Durable goods orders tumble more than expected and so, of course, stocks explode

In fairness, much of the drop in durable goods was due to a huge decline in transportation and aircraft and excluding those numbers durable goods did come in a little better than expected.

I think it will be very interesting to watch if the market can hold these gains. If it does, this will be the first major break out above previous resistance levels and all of the computer programmers in CT/NJ will flip their programs to trigger more buying for the foreseeable future.

The real story is what has been going on with the US dollar. The falling US dollar has been driving stocks and physical assets higher (gold is almost $1,300/oz and Silver is at a 30 year high!) and until the trend reverses it's business as usual.

New home sales were dismal, but no one cares today.

The three things that keep me up at night regarding this market - lack of volume, lack of volatility and everyone is bullish. When these things line up it typically isn't a good indicator.

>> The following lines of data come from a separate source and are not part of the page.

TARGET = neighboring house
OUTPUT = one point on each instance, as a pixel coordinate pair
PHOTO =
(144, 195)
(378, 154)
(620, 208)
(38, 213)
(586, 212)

I haven't voiced my distaste for Apple lately so it seems appropriate to mention a few things now that Apple has become the second most valuable company in the world. It's truly stunning.

Consider that of the 20 most popular apps in the app store designed to increase our efficiency, 17 are video games. The non-video game options - a ringtone designer, a barcode scanner, and Nike+ GPS for runners.

That's it. Look in the productivity store for real business apps? Nope, it's all alarm clocks and emoticon generators.